The FDA recommends performing serial MRIs to ascertain the implant integrity because of its higher sensitivity and specificity reported in studies. However, a meta-analysis study by Song and Chung et al. revealed that there are several biases in the studies reporting higher accuracy of MRI.19
The diagnostic odds ratio, a measure for overall diagnostic test performance of MRI was found to be 14 times greater in symptomatic samples than asymptomatic samples and the pooled estimate of sensitivity and specificity were 87% and 89.9% respectively.

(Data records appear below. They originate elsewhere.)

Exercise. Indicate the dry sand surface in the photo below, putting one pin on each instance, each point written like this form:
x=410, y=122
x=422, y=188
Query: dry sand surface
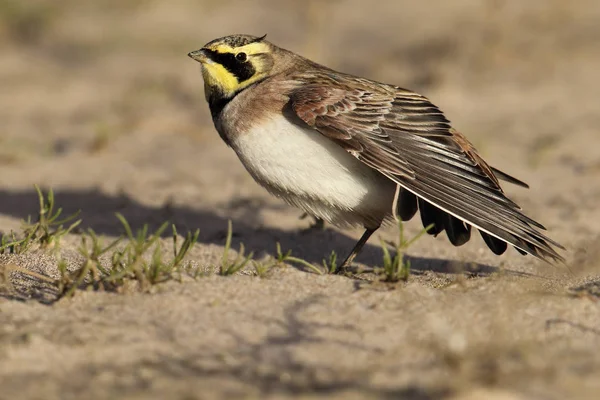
x=99, y=102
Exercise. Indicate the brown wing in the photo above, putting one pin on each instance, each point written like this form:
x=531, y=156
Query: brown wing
x=408, y=139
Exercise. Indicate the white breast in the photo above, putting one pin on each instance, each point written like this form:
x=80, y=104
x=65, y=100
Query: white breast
x=311, y=172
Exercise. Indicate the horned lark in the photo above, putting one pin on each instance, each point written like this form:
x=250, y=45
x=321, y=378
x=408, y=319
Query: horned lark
x=353, y=151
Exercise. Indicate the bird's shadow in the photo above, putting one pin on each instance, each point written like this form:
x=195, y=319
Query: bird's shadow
x=98, y=212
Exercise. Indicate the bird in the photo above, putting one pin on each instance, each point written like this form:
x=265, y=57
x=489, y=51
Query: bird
x=355, y=152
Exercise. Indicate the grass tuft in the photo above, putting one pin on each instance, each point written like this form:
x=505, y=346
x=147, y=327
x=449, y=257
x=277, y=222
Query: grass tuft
x=395, y=269
x=48, y=229
x=228, y=267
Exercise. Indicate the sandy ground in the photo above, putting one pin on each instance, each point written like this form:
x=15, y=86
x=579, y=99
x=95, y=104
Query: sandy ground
x=99, y=102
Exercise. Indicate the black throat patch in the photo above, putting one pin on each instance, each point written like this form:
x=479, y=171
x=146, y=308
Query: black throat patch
x=242, y=70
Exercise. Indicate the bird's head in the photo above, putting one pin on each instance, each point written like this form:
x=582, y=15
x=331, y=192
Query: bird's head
x=232, y=63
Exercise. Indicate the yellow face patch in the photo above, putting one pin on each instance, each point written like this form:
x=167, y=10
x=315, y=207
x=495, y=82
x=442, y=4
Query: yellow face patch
x=218, y=77
x=249, y=49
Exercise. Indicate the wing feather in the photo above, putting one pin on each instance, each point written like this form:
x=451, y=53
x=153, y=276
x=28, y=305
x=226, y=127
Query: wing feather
x=409, y=140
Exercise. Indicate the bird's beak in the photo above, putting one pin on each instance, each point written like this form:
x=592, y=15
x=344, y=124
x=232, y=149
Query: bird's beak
x=198, y=55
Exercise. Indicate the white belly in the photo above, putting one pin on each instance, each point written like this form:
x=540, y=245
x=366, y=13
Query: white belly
x=311, y=172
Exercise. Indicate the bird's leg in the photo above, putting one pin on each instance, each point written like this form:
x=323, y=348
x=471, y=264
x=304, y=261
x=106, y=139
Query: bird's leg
x=317, y=225
x=357, y=247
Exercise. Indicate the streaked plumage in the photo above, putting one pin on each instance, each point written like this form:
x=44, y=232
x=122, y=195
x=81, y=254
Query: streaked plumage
x=338, y=146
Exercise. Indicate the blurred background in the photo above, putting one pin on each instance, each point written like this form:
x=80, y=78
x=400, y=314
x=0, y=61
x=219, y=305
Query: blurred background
x=98, y=96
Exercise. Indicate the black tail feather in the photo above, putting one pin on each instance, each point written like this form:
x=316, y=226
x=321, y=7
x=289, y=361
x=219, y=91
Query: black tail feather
x=496, y=245
x=458, y=232
x=431, y=215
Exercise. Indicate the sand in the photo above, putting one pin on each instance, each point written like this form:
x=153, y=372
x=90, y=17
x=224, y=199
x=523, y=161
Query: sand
x=99, y=102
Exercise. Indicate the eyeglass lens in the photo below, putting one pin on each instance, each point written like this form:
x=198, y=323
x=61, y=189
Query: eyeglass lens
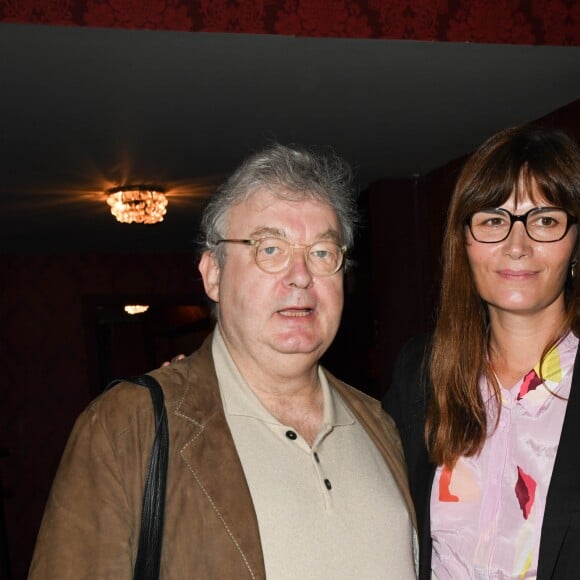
x=542, y=224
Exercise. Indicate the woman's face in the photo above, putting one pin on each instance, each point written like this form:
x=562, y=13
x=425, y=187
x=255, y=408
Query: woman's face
x=520, y=275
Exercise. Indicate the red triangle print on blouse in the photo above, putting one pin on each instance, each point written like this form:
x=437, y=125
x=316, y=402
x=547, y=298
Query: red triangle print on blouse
x=525, y=492
x=530, y=383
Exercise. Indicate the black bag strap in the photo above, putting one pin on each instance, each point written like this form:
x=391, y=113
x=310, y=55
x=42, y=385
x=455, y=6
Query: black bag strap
x=148, y=563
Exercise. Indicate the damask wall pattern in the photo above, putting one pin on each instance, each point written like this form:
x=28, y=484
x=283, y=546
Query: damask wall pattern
x=540, y=22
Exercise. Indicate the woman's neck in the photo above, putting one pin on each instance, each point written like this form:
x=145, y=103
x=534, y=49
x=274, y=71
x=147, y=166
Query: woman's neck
x=517, y=341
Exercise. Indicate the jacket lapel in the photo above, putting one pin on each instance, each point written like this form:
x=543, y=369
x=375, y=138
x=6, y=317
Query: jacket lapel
x=564, y=491
x=369, y=417
x=212, y=459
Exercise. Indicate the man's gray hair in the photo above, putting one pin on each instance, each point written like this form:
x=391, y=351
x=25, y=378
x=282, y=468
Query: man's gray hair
x=287, y=172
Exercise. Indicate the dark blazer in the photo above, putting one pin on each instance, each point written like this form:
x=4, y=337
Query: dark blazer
x=559, y=557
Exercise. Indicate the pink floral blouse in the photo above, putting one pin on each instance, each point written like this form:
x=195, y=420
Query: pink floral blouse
x=486, y=513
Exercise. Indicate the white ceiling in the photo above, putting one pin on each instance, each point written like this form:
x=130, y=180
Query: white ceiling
x=86, y=108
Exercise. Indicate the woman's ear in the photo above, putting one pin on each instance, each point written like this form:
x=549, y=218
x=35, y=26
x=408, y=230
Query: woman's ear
x=210, y=273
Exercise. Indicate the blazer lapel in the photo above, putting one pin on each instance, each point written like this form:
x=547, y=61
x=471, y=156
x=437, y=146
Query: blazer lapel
x=212, y=459
x=564, y=490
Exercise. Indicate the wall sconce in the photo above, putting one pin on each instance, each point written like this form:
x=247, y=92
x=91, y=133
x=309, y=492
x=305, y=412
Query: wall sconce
x=143, y=204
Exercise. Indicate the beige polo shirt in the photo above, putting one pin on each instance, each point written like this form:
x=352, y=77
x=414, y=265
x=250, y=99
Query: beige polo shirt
x=330, y=511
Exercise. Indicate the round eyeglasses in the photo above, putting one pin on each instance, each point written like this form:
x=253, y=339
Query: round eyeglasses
x=542, y=224
x=272, y=255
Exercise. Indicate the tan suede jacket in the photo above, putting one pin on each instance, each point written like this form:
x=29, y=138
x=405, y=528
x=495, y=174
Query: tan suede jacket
x=91, y=522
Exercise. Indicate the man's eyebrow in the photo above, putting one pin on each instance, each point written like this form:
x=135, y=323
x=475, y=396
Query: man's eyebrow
x=266, y=232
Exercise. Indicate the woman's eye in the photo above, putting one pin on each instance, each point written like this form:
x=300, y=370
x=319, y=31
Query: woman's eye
x=494, y=222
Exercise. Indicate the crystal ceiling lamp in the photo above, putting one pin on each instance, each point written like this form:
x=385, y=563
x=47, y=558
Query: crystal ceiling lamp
x=143, y=204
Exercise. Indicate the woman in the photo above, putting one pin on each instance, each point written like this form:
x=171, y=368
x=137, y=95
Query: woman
x=495, y=392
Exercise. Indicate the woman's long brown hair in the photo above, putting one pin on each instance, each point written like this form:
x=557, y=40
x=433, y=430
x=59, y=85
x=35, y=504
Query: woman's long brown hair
x=456, y=416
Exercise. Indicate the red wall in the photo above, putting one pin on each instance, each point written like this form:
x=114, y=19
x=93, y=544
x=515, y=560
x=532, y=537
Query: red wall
x=47, y=368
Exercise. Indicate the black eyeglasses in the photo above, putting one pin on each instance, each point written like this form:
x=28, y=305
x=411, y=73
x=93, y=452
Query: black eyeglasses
x=543, y=224
x=272, y=255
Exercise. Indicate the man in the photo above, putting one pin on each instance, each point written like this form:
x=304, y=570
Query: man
x=276, y=468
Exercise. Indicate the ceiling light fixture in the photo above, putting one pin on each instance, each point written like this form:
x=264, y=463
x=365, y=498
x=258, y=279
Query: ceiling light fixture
x=136, y=308
x=143, y=204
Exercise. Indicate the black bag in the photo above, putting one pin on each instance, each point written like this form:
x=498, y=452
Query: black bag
x=148, y=560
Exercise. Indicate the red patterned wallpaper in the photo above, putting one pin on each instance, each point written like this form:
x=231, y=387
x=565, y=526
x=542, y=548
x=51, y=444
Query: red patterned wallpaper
x=488, y=21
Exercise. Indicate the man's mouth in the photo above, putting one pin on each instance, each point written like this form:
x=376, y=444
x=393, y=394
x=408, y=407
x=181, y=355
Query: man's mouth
x=295, y=312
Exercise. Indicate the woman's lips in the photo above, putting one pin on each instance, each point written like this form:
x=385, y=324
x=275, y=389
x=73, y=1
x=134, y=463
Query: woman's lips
x=517, y=274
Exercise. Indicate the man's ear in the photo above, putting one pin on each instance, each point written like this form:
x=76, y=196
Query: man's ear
x=210, y=273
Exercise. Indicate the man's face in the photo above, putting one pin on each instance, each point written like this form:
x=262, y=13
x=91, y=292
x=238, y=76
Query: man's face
x=269, y=318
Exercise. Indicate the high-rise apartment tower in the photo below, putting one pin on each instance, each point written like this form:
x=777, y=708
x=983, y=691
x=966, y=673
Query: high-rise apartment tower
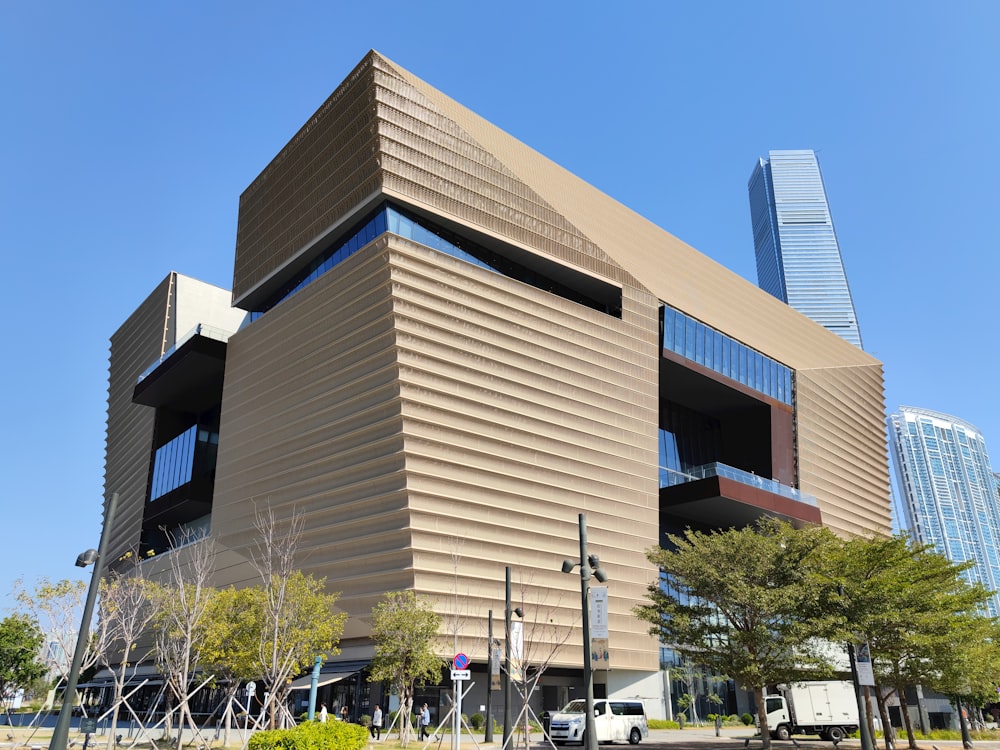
x=949, y=492
x=798, y=257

Cher et al. concluded from a meta-analysis study that the positive predictive value (PPV), the probability of having the rupture among those who are tested positive, of MRI was good (>80%) when the prevalence of rupture was high (50%) but the PPV never exceeded 80% when the prevalence of rupture was low (10%). Summary estimates of sensitivity and specificity in that study were 78% (95% CI: 71–83) and 91% (95% CI: 86–94) respectively.20
This meta-analysis included studies in symptomatic women, thus the authors suggested limiting the use of MRI to confirm ruptures in clinically suspected women.